Kojiro guardò Kaza con gli occhi sgranati e con la bocca aperta per lo stupore nel sentirlo pronunciare quelle parole. Non si sarebbe mai aspettato un risvolto del genere; tuttavia, non era stato proprio lui a dire che ormai erano persone del tutto diverse? Che Akaza e Kyojuro facevano parte del loro passato? Quindi, perché non accettare quella proposta e vedere cosa gli avrebbe riservato il futuro?

«Ci penserò.» Rispose Kojiro, cercando di non sembrare troppo entusiasta anche se il sorriso radioso che gli illuminava il viso era impossibile da nascondere. «Non mi hai ancora detto come sei riuscito a capire prima di me chi fossi davvero.» Disse poi, ricordandosi di aver lasciato a metà quel discorso.

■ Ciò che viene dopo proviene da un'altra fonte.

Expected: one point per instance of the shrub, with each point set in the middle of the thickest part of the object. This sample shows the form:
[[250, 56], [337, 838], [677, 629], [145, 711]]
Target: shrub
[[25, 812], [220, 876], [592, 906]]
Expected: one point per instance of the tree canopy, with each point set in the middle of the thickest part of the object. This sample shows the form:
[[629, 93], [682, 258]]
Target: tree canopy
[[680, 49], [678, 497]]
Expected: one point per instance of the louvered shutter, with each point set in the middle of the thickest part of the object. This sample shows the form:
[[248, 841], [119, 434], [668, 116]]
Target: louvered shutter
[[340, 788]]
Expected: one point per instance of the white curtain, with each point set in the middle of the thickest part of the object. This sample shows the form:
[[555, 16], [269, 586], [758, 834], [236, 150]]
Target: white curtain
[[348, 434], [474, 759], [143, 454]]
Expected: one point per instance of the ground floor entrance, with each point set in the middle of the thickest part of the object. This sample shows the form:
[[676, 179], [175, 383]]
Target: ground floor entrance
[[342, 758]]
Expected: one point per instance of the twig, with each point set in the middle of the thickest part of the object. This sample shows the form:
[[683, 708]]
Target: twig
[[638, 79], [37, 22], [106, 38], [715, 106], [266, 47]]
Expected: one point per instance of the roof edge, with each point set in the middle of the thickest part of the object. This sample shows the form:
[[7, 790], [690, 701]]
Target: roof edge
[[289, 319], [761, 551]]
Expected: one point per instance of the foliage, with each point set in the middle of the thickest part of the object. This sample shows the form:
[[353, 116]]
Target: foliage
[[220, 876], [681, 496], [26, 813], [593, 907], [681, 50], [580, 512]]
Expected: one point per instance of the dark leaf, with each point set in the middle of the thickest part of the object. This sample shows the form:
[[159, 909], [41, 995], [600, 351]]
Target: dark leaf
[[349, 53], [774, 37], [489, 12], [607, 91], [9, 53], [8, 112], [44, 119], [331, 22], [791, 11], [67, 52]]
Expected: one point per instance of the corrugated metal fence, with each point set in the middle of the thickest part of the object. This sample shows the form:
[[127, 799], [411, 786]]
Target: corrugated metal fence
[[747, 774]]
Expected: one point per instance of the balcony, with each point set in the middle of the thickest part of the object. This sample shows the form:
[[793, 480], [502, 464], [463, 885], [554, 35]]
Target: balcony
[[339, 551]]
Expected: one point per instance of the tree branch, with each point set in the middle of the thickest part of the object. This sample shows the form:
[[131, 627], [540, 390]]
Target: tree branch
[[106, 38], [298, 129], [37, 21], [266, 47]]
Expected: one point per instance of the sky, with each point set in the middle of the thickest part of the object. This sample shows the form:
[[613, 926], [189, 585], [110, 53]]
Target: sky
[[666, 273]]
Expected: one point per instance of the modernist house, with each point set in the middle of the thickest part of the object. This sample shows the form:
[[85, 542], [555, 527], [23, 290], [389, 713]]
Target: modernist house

«Quando sei scappato via urlandomi di non toccarti, si è accesa in me una lampadina. Da quel momento ho capito che l'unico modo che avevo per risvegliarti completamente era quello di farti ricordare chi eri e, soprattutto, chi ero io. Ma non sapendo praticamente nulla di te, avevo deciso di lasciar perdere. Non mi sarei mai aspettato di rivederti entrare in negozio e da lì ho avuto la sensazione che fossi tornato perché avevi cominciato a prendere coscienza di te stesso. La conferma l'ho avuta solo quando ti ho chiamato per nome.»

«Mi hai fatto passare non poche notti insonni, dopo quella volta.» Commentò Kojiro, sbadigliando come se tutta la stanchezza di quei giorni si fosse appena palesata tutta in un colpo.

«Dovrei sentirmi dispiaciuto, ma invece ammetto di essere felice. Sai che figura da idiota avrei fatto, se avessi scoperto che eri un semplice Rengoku e non il mio Kyojuro.» Disse Kaza, ridendo e fermandosi di fronte alla porta di ingresso del konbini.

«Sfacciato e arrogante come sempre.» Borbottò Kojiro, arrossendo nel sentire l'altro pronunciare quelle parole come niente fosse. «Non sono né semplice, né tuo, né Kyojuro. Sono Kojiro.»

«Hai ragione, Kojiro. Vedrò di tenerlo bene a mente.» Rispose Kaza, sorridendo con fare divertito. «Allora aspetta, ricominciamo da capo: piacere, io sono Kaza. Ti andrebbe di diventare mio amico?» Disse poi, allungando una mano.

«Mi sembra di essere tornato alle elementari. Cos'hai, sei anni?» Chiese Kojiro, ridendo e stringendo la mano di Kaza.

«Sempre meglio che sentirsene dare sessanta.» Replicò il piercer, storcendo il naso nel ricordare come si era sentito vecchio quando Sota gli aveva dato del "signore".

I due si guardarono negli occhi e sorrisero, continuando a stringersi la mano per suggellare quella nuova quanto strana amicizia. Non sapevano verso quale direzione li avrebbe condotti il destino – quello stesso destino che li aveva fatti incontrare dopo tutto quel tempo, dando loro la possibilità di vivere una vita diversa, insieme –, ma entrambi non vedevano l'ora di scoprirlo.